The authors evaluate the human safety, tolerability, pharmacokinetics, and pharmacodynamics of TZP-101, an agonist of the hGHS-R1a (ghrelin) receptor. Healthy subjects were randomized to either single-dose TZP-101 (20-600 microg/kg) or placebo by 30-minute intravenous infusion. Subjects underwent continuous cardiac monitoring, 12-lead electrocardiograms, and assessment for orthostatic hypotension, injection site tolerability, vital signs, and adverse events during the 24-hour postdose period. Blood and urine samples were collected for pharmacokinetic/pharmacodynamic assessment for 24 hours. Forty-eight subjects randomly received 1 of 6 TZP-101 doses or placebo. TZP-101 was well tolerated, with single episodes each of headache, lower abdominal pain, diarrhea, and dizziness. At the highest dose, 2 subjects experienced bradycardia. All events were self-limited. Mean arterial blood pressure and heart rate decreased from baseline approximately 45 to 60 minutes after infusion start at higher doses.
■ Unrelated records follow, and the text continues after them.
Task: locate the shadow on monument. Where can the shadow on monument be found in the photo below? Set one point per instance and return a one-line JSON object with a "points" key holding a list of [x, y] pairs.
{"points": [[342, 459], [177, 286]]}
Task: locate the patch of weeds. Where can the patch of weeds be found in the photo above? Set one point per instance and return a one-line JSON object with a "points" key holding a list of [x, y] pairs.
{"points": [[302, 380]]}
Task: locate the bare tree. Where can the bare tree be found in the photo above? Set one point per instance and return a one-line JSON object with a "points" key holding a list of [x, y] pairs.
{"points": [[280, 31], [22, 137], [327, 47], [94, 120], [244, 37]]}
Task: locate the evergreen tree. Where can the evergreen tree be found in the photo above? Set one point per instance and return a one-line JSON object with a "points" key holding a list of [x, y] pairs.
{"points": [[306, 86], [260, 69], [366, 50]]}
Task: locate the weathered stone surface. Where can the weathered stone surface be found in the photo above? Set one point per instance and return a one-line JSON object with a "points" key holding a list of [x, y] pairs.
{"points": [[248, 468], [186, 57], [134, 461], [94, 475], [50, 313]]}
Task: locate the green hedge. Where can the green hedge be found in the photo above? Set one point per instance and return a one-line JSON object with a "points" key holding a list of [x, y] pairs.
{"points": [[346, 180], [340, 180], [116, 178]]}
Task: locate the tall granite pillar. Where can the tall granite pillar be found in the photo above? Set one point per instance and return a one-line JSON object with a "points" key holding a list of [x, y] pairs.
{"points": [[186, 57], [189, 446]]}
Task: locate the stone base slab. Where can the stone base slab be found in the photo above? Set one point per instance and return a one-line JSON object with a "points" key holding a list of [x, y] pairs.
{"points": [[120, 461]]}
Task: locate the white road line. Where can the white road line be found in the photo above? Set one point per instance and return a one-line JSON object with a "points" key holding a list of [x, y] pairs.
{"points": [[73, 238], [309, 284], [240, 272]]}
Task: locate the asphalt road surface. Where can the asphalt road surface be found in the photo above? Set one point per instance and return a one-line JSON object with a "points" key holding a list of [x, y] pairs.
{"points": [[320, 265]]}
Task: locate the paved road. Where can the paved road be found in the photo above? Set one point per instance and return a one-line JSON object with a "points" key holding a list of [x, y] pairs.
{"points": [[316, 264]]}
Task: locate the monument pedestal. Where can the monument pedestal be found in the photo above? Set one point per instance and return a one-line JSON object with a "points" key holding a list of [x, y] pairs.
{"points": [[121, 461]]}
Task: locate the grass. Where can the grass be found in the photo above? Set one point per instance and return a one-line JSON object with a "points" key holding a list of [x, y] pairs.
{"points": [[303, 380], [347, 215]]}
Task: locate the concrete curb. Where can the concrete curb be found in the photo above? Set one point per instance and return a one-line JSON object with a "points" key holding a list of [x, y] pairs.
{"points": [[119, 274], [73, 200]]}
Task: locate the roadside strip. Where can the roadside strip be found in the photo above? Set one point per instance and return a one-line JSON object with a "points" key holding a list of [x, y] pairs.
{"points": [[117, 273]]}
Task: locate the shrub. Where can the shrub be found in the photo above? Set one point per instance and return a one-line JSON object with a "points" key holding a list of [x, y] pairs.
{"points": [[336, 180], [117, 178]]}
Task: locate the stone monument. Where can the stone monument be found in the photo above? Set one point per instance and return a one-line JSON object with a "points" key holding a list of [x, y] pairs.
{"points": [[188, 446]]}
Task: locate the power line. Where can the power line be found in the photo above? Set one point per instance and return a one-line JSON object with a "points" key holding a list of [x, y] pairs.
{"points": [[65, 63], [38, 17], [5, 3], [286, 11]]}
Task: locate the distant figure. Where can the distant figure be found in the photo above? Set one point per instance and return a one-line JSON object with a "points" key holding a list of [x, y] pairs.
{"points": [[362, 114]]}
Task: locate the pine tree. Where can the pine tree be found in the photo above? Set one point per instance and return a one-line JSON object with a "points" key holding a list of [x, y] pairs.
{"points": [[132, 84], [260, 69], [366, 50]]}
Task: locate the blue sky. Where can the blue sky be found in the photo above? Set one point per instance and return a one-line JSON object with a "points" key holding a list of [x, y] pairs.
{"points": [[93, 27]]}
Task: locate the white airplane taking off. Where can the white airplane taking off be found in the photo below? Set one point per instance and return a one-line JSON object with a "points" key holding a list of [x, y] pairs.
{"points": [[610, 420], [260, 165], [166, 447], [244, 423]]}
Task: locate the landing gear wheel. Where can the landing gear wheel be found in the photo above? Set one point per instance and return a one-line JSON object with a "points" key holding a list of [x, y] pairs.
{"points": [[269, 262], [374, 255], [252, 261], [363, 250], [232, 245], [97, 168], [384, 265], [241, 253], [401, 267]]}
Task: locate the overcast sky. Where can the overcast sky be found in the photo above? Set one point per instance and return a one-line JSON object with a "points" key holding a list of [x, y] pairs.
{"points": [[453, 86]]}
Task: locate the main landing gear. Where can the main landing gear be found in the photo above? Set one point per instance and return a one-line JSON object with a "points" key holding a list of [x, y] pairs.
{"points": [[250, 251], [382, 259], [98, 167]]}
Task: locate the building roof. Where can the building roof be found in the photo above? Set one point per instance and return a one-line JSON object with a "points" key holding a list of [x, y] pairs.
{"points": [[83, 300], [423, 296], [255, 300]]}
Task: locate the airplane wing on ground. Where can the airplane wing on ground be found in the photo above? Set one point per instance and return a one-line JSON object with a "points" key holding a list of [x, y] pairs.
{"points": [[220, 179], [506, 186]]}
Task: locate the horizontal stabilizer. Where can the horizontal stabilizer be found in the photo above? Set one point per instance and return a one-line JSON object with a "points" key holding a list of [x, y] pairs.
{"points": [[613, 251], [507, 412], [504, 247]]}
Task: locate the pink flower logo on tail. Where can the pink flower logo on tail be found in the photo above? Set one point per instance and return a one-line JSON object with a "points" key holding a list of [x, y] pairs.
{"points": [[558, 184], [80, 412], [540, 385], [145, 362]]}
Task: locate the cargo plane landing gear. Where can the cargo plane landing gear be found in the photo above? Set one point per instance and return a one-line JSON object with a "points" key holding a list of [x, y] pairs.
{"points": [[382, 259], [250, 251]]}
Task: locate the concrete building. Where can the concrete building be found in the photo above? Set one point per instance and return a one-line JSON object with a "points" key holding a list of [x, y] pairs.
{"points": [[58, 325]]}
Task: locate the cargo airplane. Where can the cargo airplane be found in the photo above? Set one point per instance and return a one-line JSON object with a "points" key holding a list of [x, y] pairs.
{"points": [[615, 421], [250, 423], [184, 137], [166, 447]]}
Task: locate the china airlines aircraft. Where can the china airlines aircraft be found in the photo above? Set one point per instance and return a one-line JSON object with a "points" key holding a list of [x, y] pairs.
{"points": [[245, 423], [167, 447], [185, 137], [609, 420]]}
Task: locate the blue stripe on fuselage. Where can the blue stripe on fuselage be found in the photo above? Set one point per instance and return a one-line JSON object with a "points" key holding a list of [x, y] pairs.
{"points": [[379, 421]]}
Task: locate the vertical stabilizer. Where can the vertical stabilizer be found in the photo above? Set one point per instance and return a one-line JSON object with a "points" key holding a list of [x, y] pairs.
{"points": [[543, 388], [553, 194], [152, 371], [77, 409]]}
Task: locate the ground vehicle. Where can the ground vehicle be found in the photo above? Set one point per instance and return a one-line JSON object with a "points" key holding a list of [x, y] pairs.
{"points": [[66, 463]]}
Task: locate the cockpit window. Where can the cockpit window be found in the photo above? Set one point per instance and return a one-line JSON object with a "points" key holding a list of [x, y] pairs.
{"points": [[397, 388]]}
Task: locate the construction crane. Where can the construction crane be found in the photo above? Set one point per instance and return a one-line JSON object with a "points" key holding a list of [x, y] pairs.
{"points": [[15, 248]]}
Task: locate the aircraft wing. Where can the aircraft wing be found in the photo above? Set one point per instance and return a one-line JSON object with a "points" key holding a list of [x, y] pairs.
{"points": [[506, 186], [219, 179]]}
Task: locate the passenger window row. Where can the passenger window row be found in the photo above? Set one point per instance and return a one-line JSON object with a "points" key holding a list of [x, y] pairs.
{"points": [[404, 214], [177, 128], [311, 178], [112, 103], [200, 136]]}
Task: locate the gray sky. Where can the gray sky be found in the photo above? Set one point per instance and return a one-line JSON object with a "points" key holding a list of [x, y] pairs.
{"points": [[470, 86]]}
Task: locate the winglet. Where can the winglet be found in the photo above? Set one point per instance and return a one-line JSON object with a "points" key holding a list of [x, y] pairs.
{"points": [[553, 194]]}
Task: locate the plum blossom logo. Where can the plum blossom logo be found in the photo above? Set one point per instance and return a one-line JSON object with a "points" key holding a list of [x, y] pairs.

No other significant changes were observed. Pharmacokinetic analysis revealed less than dose-proportional behavior of drug with low clearance (approximately 7 mL/h/kg), small volume of distribution (approximately 114 mL/kg), and half-life values of approximately 13 hours, which were independent of dose. Pharmacodynamic analyses suggested TZP-101, at doses as low as 40 microg/kg, expressed activity at the receptor. TZP-101 displayed a promising pharmacokinetic, pharmacodynamic, and safety profile for use in gastrointestinal motility disorders.